Der arme poet. Carl  Spitzgweg, 1839

La patera

La paradoja del artista miserable

 

La icónica imagen del artista atormentado y miserable no ha quedado relegada al pasado. La pobreza, más bien la penuria, es un toro contra el que lidian actualmente numerosos artistas, cuya realidad es tan amarga como incomprensible.

La precariedad de condiciones ha sido y sigue siendo, para muchos talentosos, una constante en sus vidas a la que han llegado incluso a acostumbrarse, confundiéndose entre otros muchos de su misma condición para de este modo aliviar su soledad y su indigencia, pero celebrar su libertad.

Y aunque bien es cierto que, de alguna manera, parece ser que la escasez ha venido siendo históricamente un medio bastante proclive al desarrollo de la belleza interior, de la creatividad o del ingenio, la imagen del artista bohemio, tan experto en privaciones como prolífico, no deja de parecerme digna de análisis.

Y si ser artista es, como define Guillermo Abdala, «un canto acumulado en el tiempo para la dignidad, una dignidad sujeta a condiciones no entendidas por el ser humano y que deberán llegar en el silencio, la calma, el trabajo», ese pundonor pasa una dura factura al artista menospreciado por no contar con las debidas habilidades que el mundo del faranduleo exige.

Tan sólo una poderosa fortaleza creadora, y la mayor de las voluntades, consiguen alimentar el ímpetu artístico de algunos a quienes las penurias no hacen sino acidificar el mensaje de sus obras, cayendo a veces en una ironía, en un sarcasmo, fiel reflejo de la paradoja del mundo del arte actual, de la realidad de un arte corrompido por la especulación y carente de alma.

La plasticidad del artista –cuando la tiene–, le permite adaptarse a un mundo cambiante que somete a prueba su talante y su espiritualidad, sacando el mejor de los extractos o acabando con él.

Porque paradójicamente, vivir del arte es el auténtico lujo del artista, quien precisa, como el aire que respira, de su autoreconocimiento, de su amor propio, de una cierta vanidad que le es propia, para poder distanciarse de lo material y lo superfluo, y alcanzar estratos más altos, donde sentir el apogeo de la más total y absoluta libertad de expresión creativa, frecuentemente disfrazada y suplantada por una ilusión de libertad que no es tal.

La progresiva dependencia de artilugios y accesorios para conseguir el tan mareado estado de bienestar, envenena lenta y dolorosamente el arte, que se nutre de valores espirituales y ajenos a toda esa parafernalia de esclavitudes que no hacen sino amarrarle las alas para impedirle ver en perspectiva, desde cotas mucho más elevadas, donde todo es luz.

Preocupación por lo acaecido, reflexión o nostalgia por lo perdido.  La forma de hacer del artista de este modo desamparado, marca con claridad su actitud ante semejante desdicha.
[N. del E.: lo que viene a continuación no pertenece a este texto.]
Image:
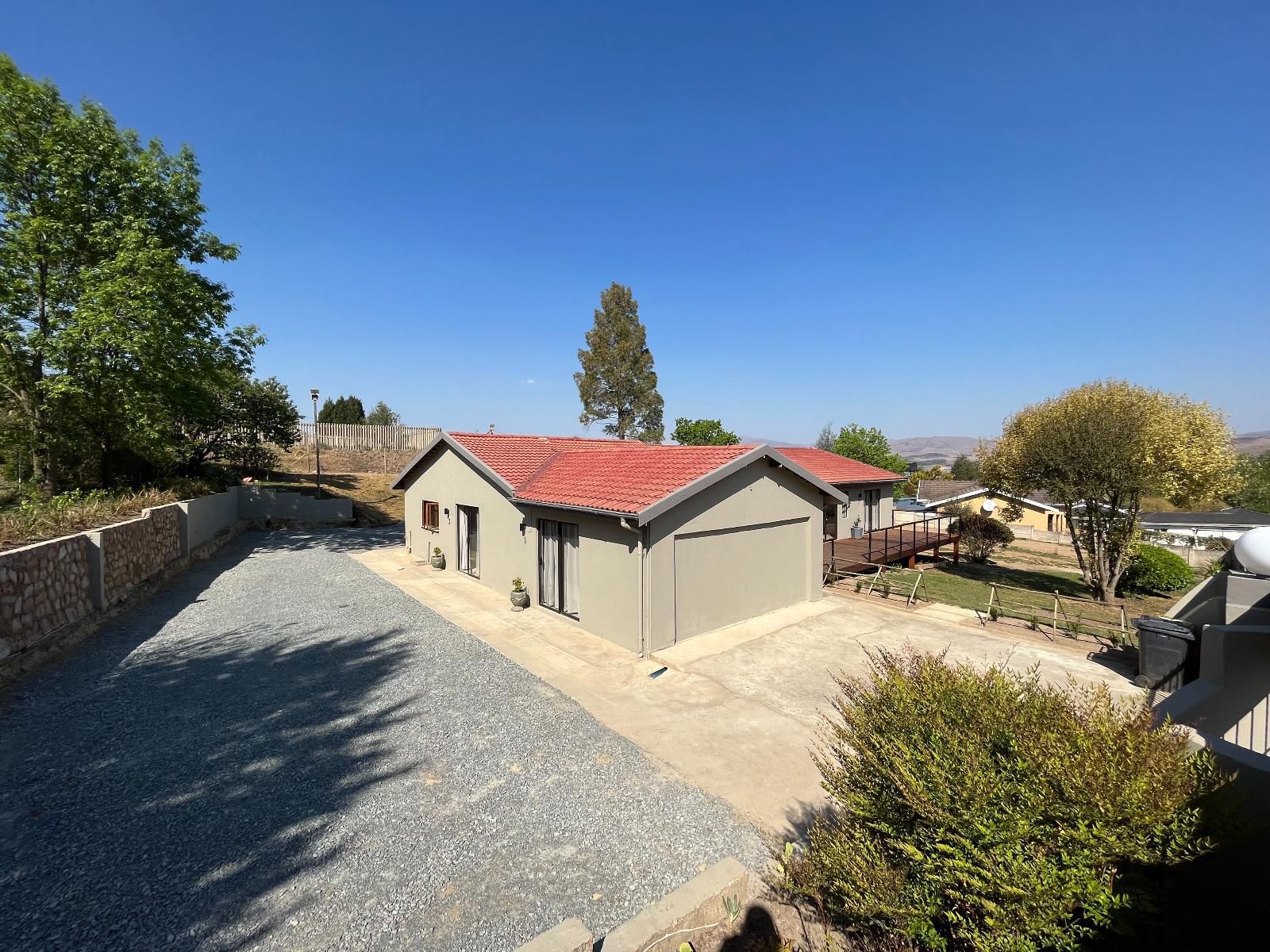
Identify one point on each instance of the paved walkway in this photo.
(285, 752)
(736, 712)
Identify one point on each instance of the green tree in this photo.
(702, 433)
(868, 444)
(108, 329)
(249, 416)
(908, 488)
(1098, 450)
(618, 382)
(1254, 482)
(344, 409)
(383, 416)
(964, 467)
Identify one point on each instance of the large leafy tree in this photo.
(702, 433)
(110, 333)
(249, 416)
(618, 382)
(342, 410)
(868, 444)
(1254, 484)
(1099, 450)
(964, 467)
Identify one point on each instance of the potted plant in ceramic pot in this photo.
(520, 597)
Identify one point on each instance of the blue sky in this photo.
(912, 216)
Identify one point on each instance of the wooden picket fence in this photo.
(352, 436)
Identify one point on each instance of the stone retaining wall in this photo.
(42, 588)
(137, 550)
(69, 584)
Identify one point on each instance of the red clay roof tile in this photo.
(615, 475)
(832, 467)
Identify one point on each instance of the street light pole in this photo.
(317, 442)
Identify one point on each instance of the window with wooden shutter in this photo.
(431, 516)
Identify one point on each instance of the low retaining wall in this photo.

El propio arte mitiga los efectos de su pobreza. Aliviar su exigua suerte entre lienzos y pinceles es la prueba fehaciente de su condición, y de su casta.

La encumbración de quienes se vieron respaldados por el capital o el deseo de algún extravagante, no ha hecho sino que aumentar las distancias entre uno y otros. Ese endiosamiento que ciertos «pobres de espíritu» desprovistos de todo don, bajo ropajes artificiosos de falso engreimiento, altivez y arrogancia, han ido mostrando por algunas de las más poderosas galerías del mundo, nada suele tener que ver con el arte de calidad, con el auténtico, con ese que la mayoría de nosotros sólo acertaremos –como sumo–, a contemplar desde la humildad de quien no ha sido bendecido con tamaño talento.

Consuela intuir que no se engañan. Al menos, aquellos pocos a los que la vida no hizo tan insufriblemente necios. Su penuria interior tiene efectos mucho más desgarradores. El saberse desprovistos de aptitudes y capacidad es un lastre de insufrible carga que la fortuna alivia, pero no borra.

Y si es cierto que todo hombre tiene derecho a codiciar la libertad, lo que pienso que sucede es que esa libertad, en su más amplio concepto, no existe.